Se extendía a lo lejos, como un mar de sombras verdes y doradas. Los árboles se mecían suavemente con el viento, y por un momento Maya sintió que la observaban.

Un escalofrío recorrió su espalda.

¿Por qué me siento así?

No podía explicarlo, pero algo en el bosque la llamaba. No solo en un sentido figurado. Era un tirón físico, casi imperceptible, que le hacía querer bajar del auto y correr hacia la espesura.

Pero eso era ridículo.

Eran solo árboles.

—¿Sigues soñando con el bosque?

La pregunta de su madre la sacó de sus pensamientos.

Maya giró el rostro, sorprendida.

—¿Cómo sabes que soñaba con él?

Elena no respondió de inmediato. Miró a su esposo de reojo, como si temiera hablar. Carlos apretó la mandíbula y sus nudillos se tensaron sobre el volante.

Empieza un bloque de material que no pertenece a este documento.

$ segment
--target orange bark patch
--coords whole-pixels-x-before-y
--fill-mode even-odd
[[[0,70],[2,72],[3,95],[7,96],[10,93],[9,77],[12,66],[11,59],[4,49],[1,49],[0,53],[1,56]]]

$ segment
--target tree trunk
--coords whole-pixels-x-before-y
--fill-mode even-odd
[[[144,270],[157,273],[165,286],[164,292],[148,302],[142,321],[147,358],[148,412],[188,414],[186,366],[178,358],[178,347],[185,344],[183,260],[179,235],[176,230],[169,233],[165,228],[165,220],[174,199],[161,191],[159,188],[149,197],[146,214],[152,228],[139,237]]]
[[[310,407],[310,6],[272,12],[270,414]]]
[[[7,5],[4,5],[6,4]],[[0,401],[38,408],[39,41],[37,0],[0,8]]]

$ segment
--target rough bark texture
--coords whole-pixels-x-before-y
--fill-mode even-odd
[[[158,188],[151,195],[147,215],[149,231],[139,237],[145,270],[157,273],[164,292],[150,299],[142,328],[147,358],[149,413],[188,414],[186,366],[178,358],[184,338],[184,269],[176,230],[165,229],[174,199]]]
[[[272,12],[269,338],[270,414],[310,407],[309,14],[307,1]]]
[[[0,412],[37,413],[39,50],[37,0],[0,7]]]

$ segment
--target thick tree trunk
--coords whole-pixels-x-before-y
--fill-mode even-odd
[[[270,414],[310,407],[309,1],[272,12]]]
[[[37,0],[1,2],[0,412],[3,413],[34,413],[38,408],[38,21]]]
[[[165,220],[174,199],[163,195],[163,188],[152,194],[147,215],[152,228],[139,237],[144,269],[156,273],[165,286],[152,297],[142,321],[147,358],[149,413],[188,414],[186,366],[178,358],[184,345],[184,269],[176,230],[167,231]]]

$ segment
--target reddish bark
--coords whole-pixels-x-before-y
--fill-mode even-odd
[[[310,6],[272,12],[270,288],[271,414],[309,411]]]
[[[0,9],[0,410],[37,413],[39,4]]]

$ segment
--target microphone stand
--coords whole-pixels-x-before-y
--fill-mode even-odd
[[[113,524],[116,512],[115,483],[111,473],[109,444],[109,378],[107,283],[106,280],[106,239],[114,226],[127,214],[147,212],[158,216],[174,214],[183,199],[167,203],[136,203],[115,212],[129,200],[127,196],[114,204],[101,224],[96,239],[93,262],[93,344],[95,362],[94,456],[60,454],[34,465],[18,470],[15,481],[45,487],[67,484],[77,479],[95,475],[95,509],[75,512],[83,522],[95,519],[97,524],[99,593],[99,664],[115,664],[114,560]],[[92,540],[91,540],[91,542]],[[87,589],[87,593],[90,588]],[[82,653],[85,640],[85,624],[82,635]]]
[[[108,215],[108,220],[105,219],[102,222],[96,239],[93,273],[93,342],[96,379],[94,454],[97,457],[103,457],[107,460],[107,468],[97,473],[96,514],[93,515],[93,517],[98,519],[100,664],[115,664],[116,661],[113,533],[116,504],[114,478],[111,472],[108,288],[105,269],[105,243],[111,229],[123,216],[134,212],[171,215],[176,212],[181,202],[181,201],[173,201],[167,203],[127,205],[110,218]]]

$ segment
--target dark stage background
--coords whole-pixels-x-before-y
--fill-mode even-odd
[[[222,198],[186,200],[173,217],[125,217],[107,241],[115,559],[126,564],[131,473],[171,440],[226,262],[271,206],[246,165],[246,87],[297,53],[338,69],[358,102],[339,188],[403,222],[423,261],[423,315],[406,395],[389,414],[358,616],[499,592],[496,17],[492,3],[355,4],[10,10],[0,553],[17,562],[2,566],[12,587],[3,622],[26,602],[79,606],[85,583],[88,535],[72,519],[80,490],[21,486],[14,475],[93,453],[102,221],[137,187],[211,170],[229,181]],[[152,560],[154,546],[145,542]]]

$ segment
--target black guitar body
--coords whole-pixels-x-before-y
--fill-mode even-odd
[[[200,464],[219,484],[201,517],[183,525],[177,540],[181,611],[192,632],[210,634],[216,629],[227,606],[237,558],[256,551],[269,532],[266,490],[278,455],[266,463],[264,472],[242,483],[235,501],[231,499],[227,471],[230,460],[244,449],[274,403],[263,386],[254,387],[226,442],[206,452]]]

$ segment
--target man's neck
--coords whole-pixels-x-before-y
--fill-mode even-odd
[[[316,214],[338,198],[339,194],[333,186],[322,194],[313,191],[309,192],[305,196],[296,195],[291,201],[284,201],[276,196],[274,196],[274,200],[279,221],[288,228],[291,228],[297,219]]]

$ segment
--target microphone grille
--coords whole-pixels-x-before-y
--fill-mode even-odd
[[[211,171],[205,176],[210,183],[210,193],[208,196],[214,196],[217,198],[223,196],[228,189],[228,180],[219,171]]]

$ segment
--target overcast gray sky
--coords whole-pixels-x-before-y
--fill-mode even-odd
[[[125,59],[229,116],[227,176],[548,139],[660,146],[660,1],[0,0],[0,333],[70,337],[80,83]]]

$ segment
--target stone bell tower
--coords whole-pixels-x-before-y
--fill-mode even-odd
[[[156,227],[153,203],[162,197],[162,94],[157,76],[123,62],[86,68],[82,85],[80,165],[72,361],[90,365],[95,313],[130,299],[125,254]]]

—No importa —dijo él finalmente, su voz firme—. No tenemos tiempo para fantasías.

Maya frunció el ceño.

—¿Fantasías?

—Sí —respondió Carlos con dureza—. Espero que esta vez entiendas lo que está en juego aquí.

Maya sintió una oleada de frustración.

—No entiendo a qué te refieres.

Carlos resopló con impaciencia.

—Lo entenderás pronto.

Maya apretó los dientes y volvió a dirigir la vista hacia la ventana. Había olvidado lo insoportable que podía ser su padre.

El auto tomó el desvío hacia su casa. Pasaron por la misma carretera de siempre, bordeada por árboles altos que se alineaban como guardianes.

Y entonces, en un instante fugaz, lo vio.

En la linde del bosque, entre las sombras, una figura se movió.

Era rápida, apenas perceptible, pero Maya la sintió más que verla. Un destello ágil, un movimiento fluido entre los árboles.

Su corazón se aceleró.

No era un animal cualquiera.

No podía explicarlo, pero sabía que no era normal.

Cerró los ojos y respiró hondo. Tal vez solo estaba cansada.